Michigan women found messages in a bottle from day before 9/11, now searching for authors



FENNVILLE, Mich. - A mother and daughter stumbled upon a message in a bottle from just one day before the world changed forever during a weekly beach walk along Lake Michigan.

“We always walk between these two parks right here because there’s always a lot of litter washed up," Amy Gasaway said.

Gasaway and her daughter Amanda Butler call themselves "beachcombers." They enjoy searching for beach glass, driftwood and other treasures on the beach at West Side County Park.

During one of their beach walks, the pair made an amazing discovery.

“As we were going through the debris, I was using one of the driftwood pieces," Gasaway said. "I kinda caught this yellow bottle top."

It was a Pepsi bottle, but inside it was something that let the women know this was more than just a piece of trash.

“It had a nice ‘Open me’ sign in it," Butler said. "So, as we got in to open it, we found a class project for an AP class of English out of Clayton, Indiana.”

Inside the Pepsi bottle were three letters. The first was written by a teacher named Diane Flint at Cascade High School in Clayton, Indiana explaining she had her Honors English students write letters and put them in a bottle, hoping they would be found and someone would write them back.
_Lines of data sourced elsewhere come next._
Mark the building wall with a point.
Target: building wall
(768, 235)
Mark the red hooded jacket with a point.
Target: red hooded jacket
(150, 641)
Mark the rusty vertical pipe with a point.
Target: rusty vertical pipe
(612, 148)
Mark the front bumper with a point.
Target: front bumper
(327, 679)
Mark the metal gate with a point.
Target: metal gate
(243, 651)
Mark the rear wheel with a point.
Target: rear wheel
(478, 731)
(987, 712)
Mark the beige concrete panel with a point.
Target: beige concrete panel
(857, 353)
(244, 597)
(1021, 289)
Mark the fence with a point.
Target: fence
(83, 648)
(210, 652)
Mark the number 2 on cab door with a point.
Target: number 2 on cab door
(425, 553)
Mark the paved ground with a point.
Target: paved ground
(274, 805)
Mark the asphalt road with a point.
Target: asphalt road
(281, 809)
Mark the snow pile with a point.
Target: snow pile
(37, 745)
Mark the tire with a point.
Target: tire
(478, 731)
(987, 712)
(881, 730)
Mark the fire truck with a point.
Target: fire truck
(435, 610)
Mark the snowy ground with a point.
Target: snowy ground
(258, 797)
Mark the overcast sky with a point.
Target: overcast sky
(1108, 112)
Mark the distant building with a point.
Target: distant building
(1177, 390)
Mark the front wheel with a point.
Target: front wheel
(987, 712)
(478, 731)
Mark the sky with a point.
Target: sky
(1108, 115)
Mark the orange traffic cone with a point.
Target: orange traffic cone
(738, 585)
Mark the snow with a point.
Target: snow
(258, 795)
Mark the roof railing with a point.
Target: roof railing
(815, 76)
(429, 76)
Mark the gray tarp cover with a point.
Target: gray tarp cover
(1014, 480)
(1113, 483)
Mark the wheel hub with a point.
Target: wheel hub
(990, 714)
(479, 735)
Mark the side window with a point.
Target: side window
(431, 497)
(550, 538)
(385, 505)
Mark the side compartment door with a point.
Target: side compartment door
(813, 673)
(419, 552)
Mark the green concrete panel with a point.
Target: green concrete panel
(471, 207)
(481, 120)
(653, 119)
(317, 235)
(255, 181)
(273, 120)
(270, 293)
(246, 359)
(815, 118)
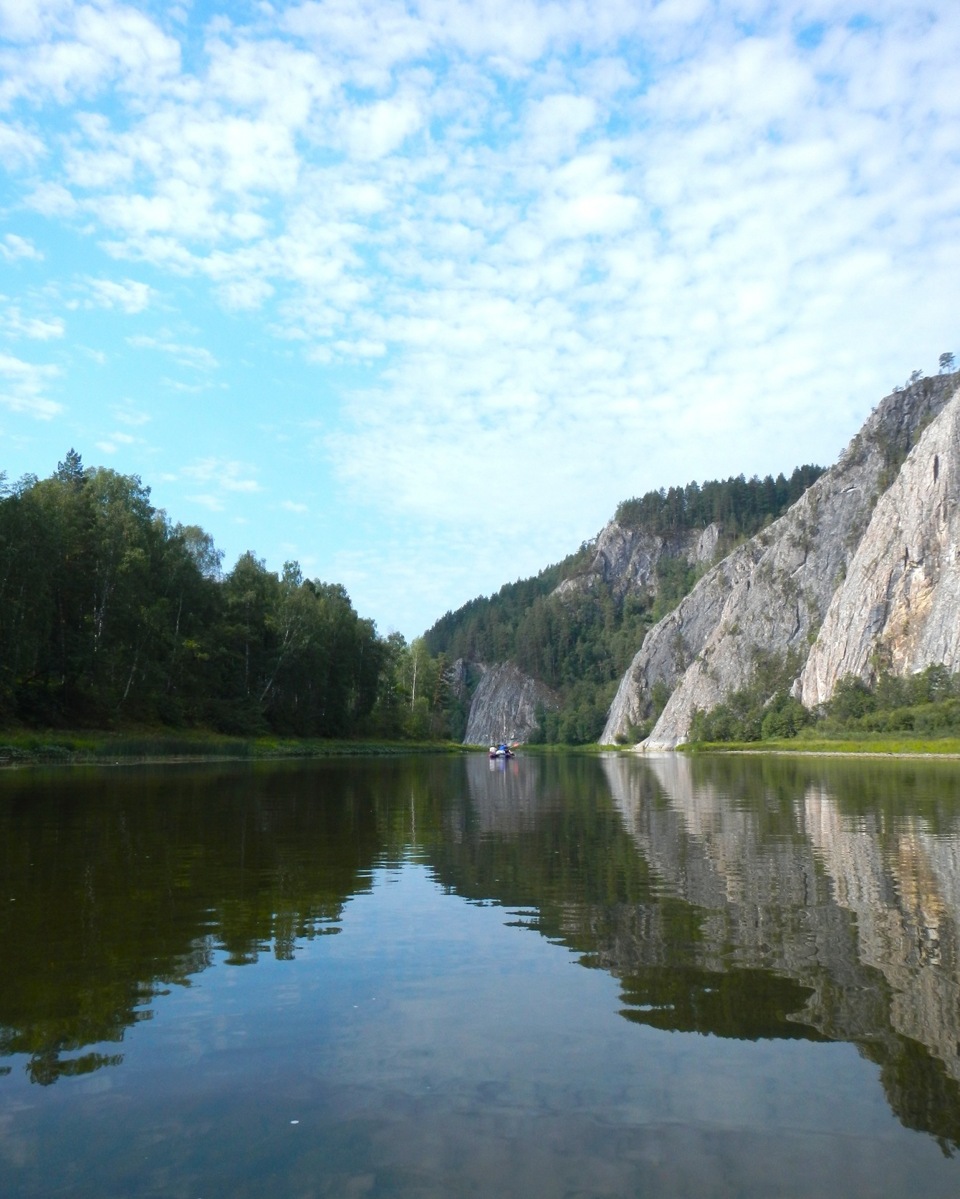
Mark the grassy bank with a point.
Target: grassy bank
(23, 748)
(879, 745)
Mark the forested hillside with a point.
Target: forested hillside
(579, 640)
(112, 613)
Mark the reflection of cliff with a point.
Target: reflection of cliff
(859, 909)
(901, 885)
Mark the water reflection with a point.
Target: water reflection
(747, 899)
(850, 892)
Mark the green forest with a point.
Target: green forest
(580, 643)
(110, 614)
(923, 705)
(113, 615)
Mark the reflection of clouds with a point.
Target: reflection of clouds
(506, 797)
(835, 902)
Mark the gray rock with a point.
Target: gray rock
(772, 595)
(505, 705)
(899, 604)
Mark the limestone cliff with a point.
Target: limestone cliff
(772, 595)
(626, 559)
(899, 604)
(505, 705)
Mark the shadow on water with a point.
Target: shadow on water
(738, 898)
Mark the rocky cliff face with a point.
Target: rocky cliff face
(506, 700)
(505, 705)
(774, 594)
(899, 604)
(626, 559)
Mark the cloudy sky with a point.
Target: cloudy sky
(415, 291)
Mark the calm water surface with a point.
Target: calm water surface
(442, 977)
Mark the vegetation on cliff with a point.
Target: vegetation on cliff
(580, 640)
(922, 705)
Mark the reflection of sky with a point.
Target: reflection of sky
(433, 1049)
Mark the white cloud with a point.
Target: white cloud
(557, 251)
(34, 327)
(14, 247)
(228, 475)
(128, 295)
(23, 386)
(194, 356)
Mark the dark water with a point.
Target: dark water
(438, 977)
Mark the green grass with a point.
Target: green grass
(18, 747)
(877, 745)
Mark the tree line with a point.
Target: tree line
(580, 643)
(925, 704)
(741, 505)
(110, 612)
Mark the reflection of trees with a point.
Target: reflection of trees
(734, 897)
(744, 897)
(119, 885)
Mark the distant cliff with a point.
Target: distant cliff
(862, 570)
(505, 705)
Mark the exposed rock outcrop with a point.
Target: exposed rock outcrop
(899, 604)
(505, 705)
(626, 559)
(772, 595)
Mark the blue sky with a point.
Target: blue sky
(416, 293)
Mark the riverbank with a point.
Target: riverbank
(49, 748)
(879, 747)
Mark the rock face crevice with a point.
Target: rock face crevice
(855, 567)
(505, 705)
(626, 559)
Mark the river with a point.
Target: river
(429, 976)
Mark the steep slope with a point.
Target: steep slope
(899, 604)
(626, 559)
(505, 705)
(770, 597)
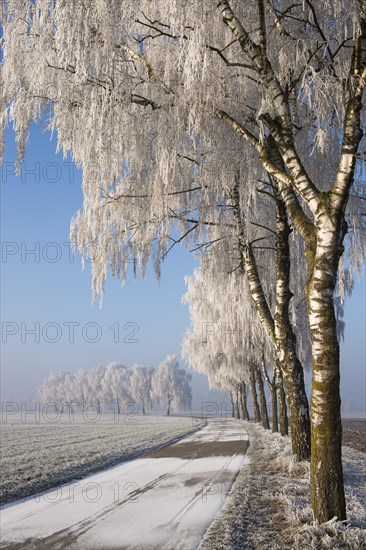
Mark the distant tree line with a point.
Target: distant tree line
(115, 386)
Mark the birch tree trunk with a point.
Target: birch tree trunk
(274, 406)
(253, 390)
(243, 400)
(272, 387)
(237, 404)
(326, 475)
(282, 406)
(293, 374)
(232, 405)
(262, 398)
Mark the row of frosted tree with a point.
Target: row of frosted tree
(116, 387)
(234, 127)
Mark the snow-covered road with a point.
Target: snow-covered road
(166, 500)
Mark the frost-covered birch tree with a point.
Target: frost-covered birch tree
(171, 385)
(141, 386)
(160, 102)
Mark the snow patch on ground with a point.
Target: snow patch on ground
(269, 508)
(36, 456)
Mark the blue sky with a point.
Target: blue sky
(48, 287)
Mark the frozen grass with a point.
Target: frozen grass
(36, 456)
(269, 505)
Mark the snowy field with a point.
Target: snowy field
(269, 506)
(163, 501)
(38, 455)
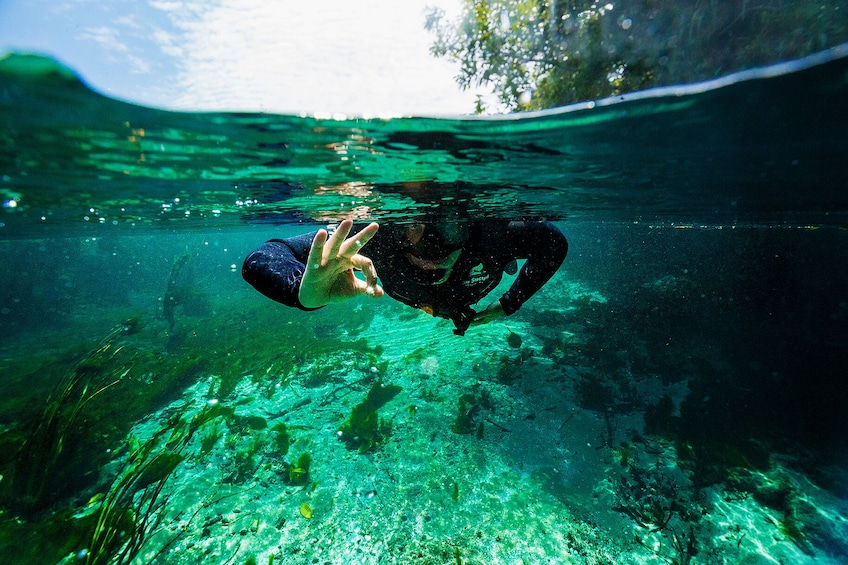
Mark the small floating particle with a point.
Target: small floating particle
(513, 339)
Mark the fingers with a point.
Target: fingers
(316, 252)
(365, 265)
(352, 246)
(336, 240)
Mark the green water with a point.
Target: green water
(677, 393)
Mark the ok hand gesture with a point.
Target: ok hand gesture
(329, 269)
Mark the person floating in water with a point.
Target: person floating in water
(441, 267)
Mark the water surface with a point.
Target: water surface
(680, 382)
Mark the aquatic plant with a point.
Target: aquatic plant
(132, 507)
(364, 430)
(38, 459)
(298, 473)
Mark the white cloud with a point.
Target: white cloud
(363, 57)
(106, 36)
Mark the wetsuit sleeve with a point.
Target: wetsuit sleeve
(276, 268)
(545, 248)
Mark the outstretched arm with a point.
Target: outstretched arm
(329, 268)
(312, 270)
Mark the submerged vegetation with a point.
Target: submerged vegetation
(253, 434)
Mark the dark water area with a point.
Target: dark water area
(680, 382)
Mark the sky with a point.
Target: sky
(353, 57)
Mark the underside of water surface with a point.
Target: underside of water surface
(675, 394)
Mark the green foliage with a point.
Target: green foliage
(130, 510)
(298, 473)
(364, 430)
(538, 54)
(282, 439)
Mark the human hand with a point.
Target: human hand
(329, 277)
(492, 312)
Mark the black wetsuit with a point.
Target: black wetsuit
(276, 268)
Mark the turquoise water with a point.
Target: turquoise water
(676, 393)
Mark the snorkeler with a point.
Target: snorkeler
(440, 267)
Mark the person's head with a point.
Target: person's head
(432, 248)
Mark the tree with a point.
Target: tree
(539, 54)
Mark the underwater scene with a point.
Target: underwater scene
(677, 393)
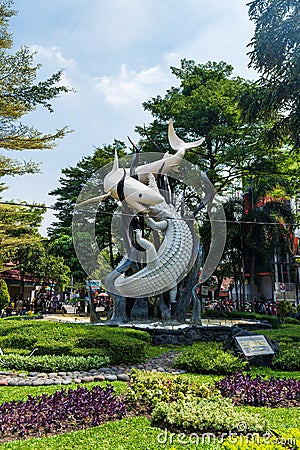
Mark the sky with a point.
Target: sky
(116, 54)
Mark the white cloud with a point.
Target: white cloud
(130, 86)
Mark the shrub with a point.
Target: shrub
(15, 340)
(288, 357)
(275, 440)
(51, 363)
(209, 358)
(205, 415)
(147, 389)
(272, 320)
(291, 321)
(53, 348)
(259, 392)
(286, 333)
(61, 411)
(121, 345)
(126, 351)
(4, 294)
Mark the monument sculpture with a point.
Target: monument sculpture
(160, 242)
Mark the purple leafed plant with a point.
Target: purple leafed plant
(60, 411)
(259, 392)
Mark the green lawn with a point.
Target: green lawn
(136, 432)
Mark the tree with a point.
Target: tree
(71, 184)
(206, 104)
(4, 294)
(276, 55)
(35, 260)
(19, 95)
(19, 226)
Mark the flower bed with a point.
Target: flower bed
(244, 390)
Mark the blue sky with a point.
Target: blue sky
(116, 54)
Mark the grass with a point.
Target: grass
(136, 432)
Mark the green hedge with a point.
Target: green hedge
(49, 338)
(209, 358)
(288, 358)
(213, 314)
(213, 414)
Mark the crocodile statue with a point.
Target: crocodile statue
(162, 266)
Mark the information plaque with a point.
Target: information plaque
(254, 345)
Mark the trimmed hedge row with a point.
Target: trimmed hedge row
(211, 314)
(48, 338)
(209, 358)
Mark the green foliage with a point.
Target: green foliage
(208, 358)
(18, 227)
(285, 334)
(274, 440)
(71, 183)
(4, 294)
(120, 345)
(211, 414)
(272, 320)
(51, 363)
(284, 308)
(148, 389)
(133, 433)
(288, 357)
(275, 54)
(291, 321)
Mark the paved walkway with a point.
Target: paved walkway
(161, 363)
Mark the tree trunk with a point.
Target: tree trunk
(119, 312)
(164, 311)
(252, 276)
(139, 310)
The other two letters were written by Flint's students.

As Amanda and Amy were reading the two letters inside written by then 15-year-old boys Zachary Catlin and John Thomas, they noticed the date they were written: September 10, 2001.

“I’m sure they had no clue whatsoever how the world was about to change in front of them," Gasaway said.

Catlin wrote that he wanted to be a geologist when he grew up. Thomas wrote about how he liked to play guitar and sleep.

“It really makes you wonder, you know, what these young men have gone through since then," Gasaway said. “There’s been a lot of changes since 9/11, since they wrote these.”

Now, their mission is to find Catlin and Thomas to see how the last 18 years have been for them.

“We’re also curious at how many of them came back from their project, you know?" Gasaway said. "Is this maybe one of the last few out there? Were there every any found, you know? We do have a couple questions for them.”

WXMI is working with Gasaway and Butler to get in touch with the men who wrote the letters, along with their high school teacher. The women said they want to give their letters back to them along with some other treasures they've found on their beach walks.